A federal district court dismissed a securities fraud class action against Swiss Re brought by a pension fund on behalf of all purchasers of Swiss Re’s shares. In addition to other claims, plaintiff alleged that Swiss Re committed securities fraud by failing to disclose its exposure to losses associated with its issuance of credit default swaps insuring mortgage-related securities against default. The case was dismissed notwithstanding Swiss Re’s admitted failure to disclose its credit default swap obligations in conformity with GAAP Financial Accounting Standards Board Interpretation No. 45, which requires a guarantor to disclose the nature and amount of any guarantee, even if the likelihood of the guarantor’s having to make payments under the guarantee is remote. The court reasoned that, although such an admission could be evidence of an intent to defraud, the stronger inference was that Swiss Re “missed the applicability of FIN 45,” because the provision generally does not apply to reinsurers, and there was a scarcity of other evidence of scienter. Plumbers’ Union Local No. 12 Pension Fund v. Swiss Reinsurance Co., Case No. 08-1958 (USDC S.D.N.Y. Oct. 4, 2010).

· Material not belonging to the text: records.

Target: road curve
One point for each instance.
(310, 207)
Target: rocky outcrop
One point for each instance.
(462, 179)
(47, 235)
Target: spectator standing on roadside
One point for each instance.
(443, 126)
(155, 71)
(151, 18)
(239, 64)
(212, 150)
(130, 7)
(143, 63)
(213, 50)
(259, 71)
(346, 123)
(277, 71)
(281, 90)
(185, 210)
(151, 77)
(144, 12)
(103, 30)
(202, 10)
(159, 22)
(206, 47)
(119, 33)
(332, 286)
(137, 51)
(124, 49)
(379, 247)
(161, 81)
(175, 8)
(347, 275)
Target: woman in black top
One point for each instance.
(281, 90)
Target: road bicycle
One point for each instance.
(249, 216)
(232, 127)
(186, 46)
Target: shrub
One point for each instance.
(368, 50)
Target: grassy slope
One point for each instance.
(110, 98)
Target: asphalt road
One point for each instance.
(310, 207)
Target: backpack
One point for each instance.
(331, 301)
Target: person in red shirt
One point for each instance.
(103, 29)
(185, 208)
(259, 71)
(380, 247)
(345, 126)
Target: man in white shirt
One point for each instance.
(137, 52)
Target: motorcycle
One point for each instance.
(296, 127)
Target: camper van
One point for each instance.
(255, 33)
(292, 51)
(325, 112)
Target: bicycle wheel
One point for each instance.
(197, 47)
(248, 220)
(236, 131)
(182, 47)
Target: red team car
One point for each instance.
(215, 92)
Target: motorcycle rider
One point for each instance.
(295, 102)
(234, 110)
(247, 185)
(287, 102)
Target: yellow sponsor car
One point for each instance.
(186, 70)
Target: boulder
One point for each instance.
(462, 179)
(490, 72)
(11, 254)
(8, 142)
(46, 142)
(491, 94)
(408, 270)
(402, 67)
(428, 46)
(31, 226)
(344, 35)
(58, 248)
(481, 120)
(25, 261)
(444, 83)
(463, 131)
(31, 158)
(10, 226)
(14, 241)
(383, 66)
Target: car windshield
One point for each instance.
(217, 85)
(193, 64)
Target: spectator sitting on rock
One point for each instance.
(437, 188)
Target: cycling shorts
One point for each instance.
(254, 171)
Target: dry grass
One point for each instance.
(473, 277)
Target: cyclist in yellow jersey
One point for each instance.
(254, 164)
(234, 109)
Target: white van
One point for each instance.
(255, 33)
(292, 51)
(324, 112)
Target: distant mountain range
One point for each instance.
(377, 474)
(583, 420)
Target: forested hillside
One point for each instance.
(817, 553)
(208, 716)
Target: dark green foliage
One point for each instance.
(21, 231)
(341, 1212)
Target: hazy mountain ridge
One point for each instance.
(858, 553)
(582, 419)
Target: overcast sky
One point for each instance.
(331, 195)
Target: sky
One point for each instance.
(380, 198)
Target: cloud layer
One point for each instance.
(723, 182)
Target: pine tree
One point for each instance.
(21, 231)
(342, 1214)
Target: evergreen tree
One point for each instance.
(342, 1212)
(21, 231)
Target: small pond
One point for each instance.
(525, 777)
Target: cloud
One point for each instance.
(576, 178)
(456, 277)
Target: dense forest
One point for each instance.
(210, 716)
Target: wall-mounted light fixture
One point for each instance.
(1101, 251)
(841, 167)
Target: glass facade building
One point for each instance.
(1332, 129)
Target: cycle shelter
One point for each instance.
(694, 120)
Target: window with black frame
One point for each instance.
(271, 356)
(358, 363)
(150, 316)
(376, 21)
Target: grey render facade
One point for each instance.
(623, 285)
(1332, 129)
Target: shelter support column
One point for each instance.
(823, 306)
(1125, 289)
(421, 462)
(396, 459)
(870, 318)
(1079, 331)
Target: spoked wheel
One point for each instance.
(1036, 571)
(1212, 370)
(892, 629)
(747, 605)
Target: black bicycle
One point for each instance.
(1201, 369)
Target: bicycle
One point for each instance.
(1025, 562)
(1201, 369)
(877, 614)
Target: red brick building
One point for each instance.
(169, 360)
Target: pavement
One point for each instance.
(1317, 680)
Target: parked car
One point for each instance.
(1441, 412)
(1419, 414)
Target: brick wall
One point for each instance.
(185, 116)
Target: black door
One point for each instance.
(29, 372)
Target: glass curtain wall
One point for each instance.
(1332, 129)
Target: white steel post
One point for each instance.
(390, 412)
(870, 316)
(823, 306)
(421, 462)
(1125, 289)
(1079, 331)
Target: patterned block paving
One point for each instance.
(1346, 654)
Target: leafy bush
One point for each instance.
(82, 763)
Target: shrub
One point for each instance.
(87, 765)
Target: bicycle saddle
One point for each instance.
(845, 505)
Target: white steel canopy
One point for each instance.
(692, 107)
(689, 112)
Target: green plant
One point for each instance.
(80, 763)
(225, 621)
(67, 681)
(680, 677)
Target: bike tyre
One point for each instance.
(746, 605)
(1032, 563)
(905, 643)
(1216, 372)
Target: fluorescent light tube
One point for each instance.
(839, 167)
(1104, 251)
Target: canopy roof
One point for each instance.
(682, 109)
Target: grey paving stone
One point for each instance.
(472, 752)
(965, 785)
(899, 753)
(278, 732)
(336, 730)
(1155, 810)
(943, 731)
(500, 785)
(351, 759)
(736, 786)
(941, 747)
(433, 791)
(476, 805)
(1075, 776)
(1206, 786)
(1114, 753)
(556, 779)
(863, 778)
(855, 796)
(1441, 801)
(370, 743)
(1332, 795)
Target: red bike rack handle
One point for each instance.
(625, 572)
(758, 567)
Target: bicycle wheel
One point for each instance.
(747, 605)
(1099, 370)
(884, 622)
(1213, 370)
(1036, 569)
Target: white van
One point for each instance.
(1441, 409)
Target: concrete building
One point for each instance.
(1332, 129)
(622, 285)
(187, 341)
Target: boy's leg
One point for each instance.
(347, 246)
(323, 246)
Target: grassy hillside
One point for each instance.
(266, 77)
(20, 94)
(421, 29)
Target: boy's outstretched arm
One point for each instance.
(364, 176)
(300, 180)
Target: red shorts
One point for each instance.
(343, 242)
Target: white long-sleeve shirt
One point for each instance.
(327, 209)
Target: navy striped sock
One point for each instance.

This post written by Ben Seessel.

Filed Under: Arbitration / Court Decisions

COURT ORDERS ARBITRATION UNDER “FOLLOW FORM” AGREEMENT TO ARBITRATE IN EXCESS LIABILITY POLICY

December 1, 2010 by Carlton Fields

C.B. Fleet Company, Inc., a manufacturer of certain FDA-regulated over-the-counter medication, sued one of its excess liability carriers, Aspen Insurance UK Ltd., alleging it breached the excess policy by refusing to provide coverage for underlying products liability suits against Fleet. Aspen moved to stay the lawsuit in favor of arbitration. Fleet contested the existence of an agreement to arbitrate, and, even if there was one, Fleet asserted that Aspen waived its right to invoke it by engaging in the litigation process. The court rejected both arguments, finding that a valid, binding arbitration agreement was incorporated by reference into the Aspen excess policy, because the underlying policy to which Aspen’s policy “followed form” contained an arbitration agreement. The court also held that Aspen’s limited engagement in the litigation process prior to demanding arbitration did not constitute waiver of the right to arbitrate, citing the policy underlying the FAA which heavily favors arbitration of disputes. Aspen had only engaged in limited discovery pertaining to whether an agreement to arbitrate existed, filed an answer raising an affirmative defense pertaining to arbitration, and then demanded arbitration ten days later. C.B. Fleet Company, Inc. v. Aspen Insurance UK, Ltd., No. 6:09-cv-00062 (USDC W.D. Va. Oct. 15, 2010).